Mooring to a Buoy
December 11, 2012
Most mooring consist of a ground chain attached to a heavy object that is buried in the sea bed or anchored at both sides. There is normally a ring on the top of the buoy to moor to. To make picking the mooring up easier, there is often a pick up line attached.
How to do it:
- Have the boat hook ready
- If the mooring has a ring on the top: have a mooring line ready so you can attach the line quickly
- Aim into the wind (or the tide) or look for similar boat and approach the buoy on a parallel heading
- To see the buoy longer, keep it to one side of the bow
- To prevent the danger of the line ending up in the propeller or the rudder, the boat should not pass between the main buoy and the pick up one.
- Once the buoy is out of sight the crew can point the hook at the buoy, to help the driver to position the boat
- Once the crew has the buoy, the boat needs to be gently reversed until the buoy is on the bow
- Stop the boat, and keep it stopped (!) that the crew can attach the boat to the buoy.
- Pull in the mooring rope until the main line is reached. If there is no pick up line available the boats mooring line must go through the ring on top of the mooring. (A carbin hook can help a lot).
- Run the line through the ring and cleat off each end at the bow or tie off one end of the dock line, run the other end through the mooring line loop and then cleat that end at the bow
- Instead of a single line, which might be o.k. for a short stay, it is best to tie two lines to the buoy. To make sure, the line is not moving too much around the ring use a round turn and two half hitches. Or a bowline, which is easily to undo, but it should have an extra turn around
- In exposed conditions you might want to shackle the anchorage chain to the buoy.

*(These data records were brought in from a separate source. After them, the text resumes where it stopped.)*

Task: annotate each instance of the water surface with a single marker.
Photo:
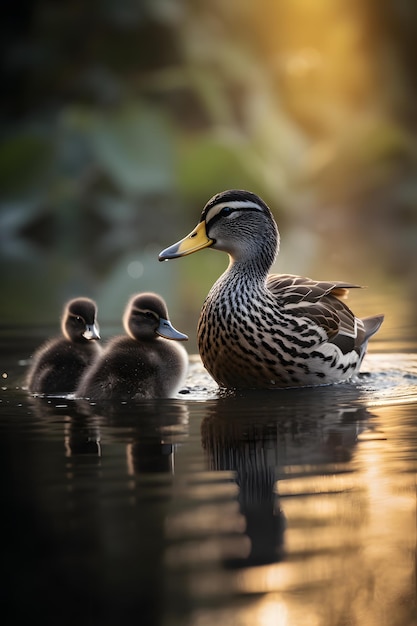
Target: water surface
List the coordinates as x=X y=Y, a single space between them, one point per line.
x=285 y=507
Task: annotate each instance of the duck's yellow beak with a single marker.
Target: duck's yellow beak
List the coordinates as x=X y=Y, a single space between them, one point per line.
x=196 y=240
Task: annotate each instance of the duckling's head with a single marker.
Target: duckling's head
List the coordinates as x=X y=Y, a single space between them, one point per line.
x=237 y=222
x=146 y=318
x=79 y=320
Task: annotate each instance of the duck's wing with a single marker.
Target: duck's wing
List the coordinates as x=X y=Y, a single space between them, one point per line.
x=321 y=302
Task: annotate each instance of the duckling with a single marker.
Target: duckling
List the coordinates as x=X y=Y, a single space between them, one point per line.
x=265 y=331
x=58 y=364
x=143 y=363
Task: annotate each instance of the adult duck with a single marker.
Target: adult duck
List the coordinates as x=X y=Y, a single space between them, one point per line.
x=58 y=364
x=143 y=363
x=266 y=331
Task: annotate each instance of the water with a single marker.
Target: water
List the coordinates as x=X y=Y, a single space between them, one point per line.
x=289 y=507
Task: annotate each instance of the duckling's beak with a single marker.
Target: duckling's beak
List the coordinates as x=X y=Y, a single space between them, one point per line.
x=166 y=329
x=91 y=332
x=196 y=240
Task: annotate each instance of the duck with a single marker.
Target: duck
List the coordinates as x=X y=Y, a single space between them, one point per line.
x=146 y=362
x=57 y=365
x=264 y=331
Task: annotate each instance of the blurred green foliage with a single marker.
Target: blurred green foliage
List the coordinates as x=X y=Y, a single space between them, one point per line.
x=120 y=119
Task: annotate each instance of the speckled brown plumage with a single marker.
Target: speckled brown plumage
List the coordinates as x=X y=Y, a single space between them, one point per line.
x=264 y=331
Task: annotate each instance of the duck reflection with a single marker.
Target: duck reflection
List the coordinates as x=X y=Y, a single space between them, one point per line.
x=265 y=438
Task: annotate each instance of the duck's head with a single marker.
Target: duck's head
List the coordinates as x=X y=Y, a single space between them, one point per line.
x=235 y=221
x=146 y=316
x=79 y=321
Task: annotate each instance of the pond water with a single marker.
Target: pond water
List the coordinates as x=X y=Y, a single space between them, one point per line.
x=288 y=507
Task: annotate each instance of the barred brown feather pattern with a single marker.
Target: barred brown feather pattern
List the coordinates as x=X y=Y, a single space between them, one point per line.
x=266 y=331
x=247 y=338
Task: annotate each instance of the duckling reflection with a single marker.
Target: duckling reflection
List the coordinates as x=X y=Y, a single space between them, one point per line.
x=310 y=428
x=155 y=429
x=82 y=436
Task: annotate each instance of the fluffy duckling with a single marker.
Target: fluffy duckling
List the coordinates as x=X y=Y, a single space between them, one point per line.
x=144 y=363
x=58 y=364
x=267 y=331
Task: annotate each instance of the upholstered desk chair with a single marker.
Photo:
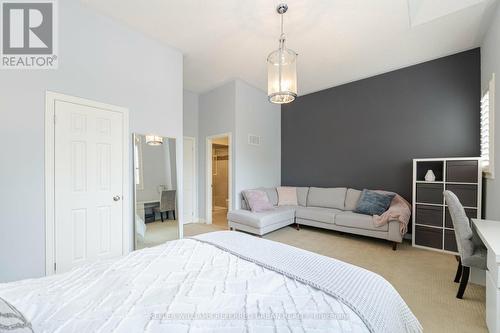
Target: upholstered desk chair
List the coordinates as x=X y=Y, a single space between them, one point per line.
x=167 y=203
x=470 y=247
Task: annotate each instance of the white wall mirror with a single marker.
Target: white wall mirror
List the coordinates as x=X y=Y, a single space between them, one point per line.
x=156 y=217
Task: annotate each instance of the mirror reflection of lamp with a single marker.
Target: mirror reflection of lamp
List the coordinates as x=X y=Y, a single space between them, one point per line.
x=154 y=140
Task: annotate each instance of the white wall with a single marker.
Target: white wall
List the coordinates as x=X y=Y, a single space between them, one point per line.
x=490 y=63
x=191 y=113
x=100 y=60
x=256 y=166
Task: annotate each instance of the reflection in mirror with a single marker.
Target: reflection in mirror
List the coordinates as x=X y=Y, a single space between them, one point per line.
x=155 y=179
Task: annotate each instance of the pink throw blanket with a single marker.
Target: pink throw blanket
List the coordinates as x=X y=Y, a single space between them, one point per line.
x=399 y=210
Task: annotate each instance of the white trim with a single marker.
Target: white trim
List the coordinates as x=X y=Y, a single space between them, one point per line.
x=208 y=175
x=50 y=99
x=195 y=179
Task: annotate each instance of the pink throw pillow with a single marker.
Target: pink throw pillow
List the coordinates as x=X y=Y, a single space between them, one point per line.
x=287 y=196
x=257 y=200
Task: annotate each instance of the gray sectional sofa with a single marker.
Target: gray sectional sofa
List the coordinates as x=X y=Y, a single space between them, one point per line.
x=329 y=208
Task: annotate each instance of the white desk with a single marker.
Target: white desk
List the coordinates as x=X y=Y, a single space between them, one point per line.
x=489 y=231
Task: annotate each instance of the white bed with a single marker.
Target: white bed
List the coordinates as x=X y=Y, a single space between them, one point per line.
x=185 y=286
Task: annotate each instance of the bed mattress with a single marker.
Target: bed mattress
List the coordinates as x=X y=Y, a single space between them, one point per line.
x=180 y=286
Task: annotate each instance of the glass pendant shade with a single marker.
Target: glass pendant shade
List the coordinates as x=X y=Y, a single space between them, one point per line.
x=282 y=69
x=282 y=76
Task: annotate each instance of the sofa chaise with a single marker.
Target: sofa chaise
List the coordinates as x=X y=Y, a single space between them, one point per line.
x=328 y=208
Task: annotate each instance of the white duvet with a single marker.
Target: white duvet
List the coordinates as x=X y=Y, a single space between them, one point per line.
x=181 y=286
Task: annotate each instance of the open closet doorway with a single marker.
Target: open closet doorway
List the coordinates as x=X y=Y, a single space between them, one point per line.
x=218 y=179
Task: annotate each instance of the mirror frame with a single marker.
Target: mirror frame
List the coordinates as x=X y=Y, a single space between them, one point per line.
x=135 y=135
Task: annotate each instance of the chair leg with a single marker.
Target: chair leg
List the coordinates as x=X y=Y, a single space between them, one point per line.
x=463 y=281
x=459 y=270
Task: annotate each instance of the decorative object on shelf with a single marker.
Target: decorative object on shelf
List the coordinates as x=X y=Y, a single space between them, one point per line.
x=154 y=140
x=430 y=176
x=432 y=224
x=282 y=69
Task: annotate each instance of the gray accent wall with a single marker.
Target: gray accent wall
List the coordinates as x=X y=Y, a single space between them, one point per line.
x=365 y=134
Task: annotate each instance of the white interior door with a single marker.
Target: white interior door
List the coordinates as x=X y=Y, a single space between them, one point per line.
x=88 y=184
x=189 y=180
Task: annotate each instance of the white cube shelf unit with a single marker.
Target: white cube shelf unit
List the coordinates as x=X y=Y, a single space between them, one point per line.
x=432 y=225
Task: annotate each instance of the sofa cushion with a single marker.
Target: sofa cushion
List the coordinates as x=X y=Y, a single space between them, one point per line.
x=351 y=199
x=262 y=219
x=271 y=194
x=326 y=215
x=287 y=196
x=359 y=221
x=257 y=200
x=327 y=197
x=302 y=193
x=373 y=203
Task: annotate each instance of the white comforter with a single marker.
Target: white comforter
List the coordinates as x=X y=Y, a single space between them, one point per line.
x=181 y=286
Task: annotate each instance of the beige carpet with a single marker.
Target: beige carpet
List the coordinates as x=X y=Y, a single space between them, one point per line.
x=423 y=278
x=158 y=233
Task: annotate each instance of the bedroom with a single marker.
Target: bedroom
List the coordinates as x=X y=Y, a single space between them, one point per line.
x=383 y=92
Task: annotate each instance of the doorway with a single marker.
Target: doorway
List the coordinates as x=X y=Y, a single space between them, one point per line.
x=218 y=179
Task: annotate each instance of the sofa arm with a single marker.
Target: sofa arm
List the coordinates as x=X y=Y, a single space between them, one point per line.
x=394 y=234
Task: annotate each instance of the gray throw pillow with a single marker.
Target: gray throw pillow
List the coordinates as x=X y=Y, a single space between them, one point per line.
x=373 y=203
x=12 y=320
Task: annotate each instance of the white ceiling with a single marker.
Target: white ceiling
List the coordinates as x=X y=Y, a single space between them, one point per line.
x=338 y=41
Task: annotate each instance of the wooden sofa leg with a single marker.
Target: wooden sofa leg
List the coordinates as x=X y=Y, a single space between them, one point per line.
x=463 y=282
x=459 y=270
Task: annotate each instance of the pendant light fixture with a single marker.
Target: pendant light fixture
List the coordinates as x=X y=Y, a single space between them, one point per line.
x=282 y=69
x=154 y=140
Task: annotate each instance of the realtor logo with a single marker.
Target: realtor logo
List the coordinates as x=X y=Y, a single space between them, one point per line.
x=28 y=34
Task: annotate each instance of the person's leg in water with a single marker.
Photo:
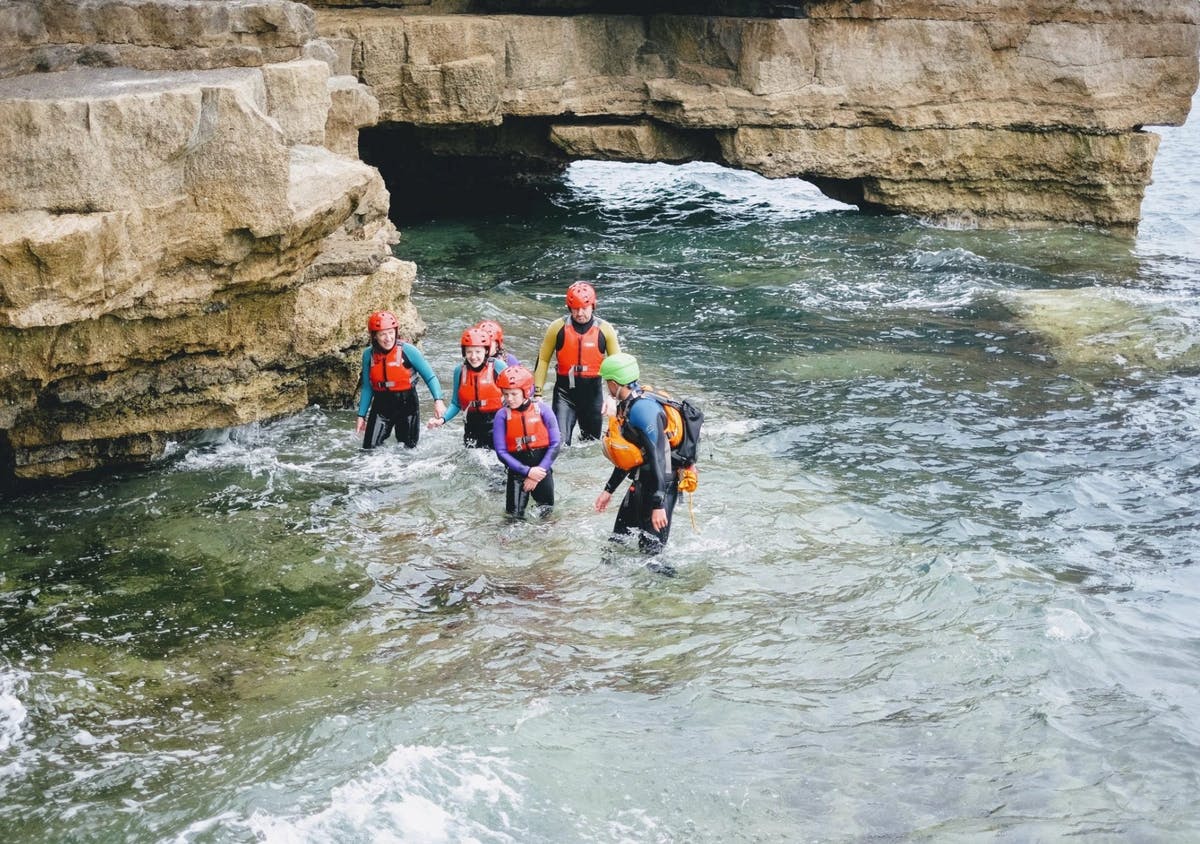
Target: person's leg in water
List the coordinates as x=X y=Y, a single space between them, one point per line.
x=564 y=411
x=634 y=515
x=477 y=430
x=515 y=498
x=379 y=421
x=544 y=495
x=408 y=418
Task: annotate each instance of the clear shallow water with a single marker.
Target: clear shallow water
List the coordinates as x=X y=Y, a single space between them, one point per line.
x=941 y=582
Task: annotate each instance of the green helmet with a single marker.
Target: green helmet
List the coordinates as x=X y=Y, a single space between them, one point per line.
x=621 y=367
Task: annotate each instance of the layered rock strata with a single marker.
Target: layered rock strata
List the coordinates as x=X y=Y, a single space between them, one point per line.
x=1017 y=113
x=187 y=238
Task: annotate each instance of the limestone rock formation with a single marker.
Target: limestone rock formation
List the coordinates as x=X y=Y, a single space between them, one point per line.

Some buoys can be quite large and heavy and you might want to hook up stern-first to get closer to the buoy. Then loop a dock line through the ball and walk the line up to your bow. If you go stern-first: take great care not get any lines into the propeller or rudder!
If you do not know the area, make sure the mooring is strong enough to support your boat. Well managed mooring are lifted regularly. But many are not.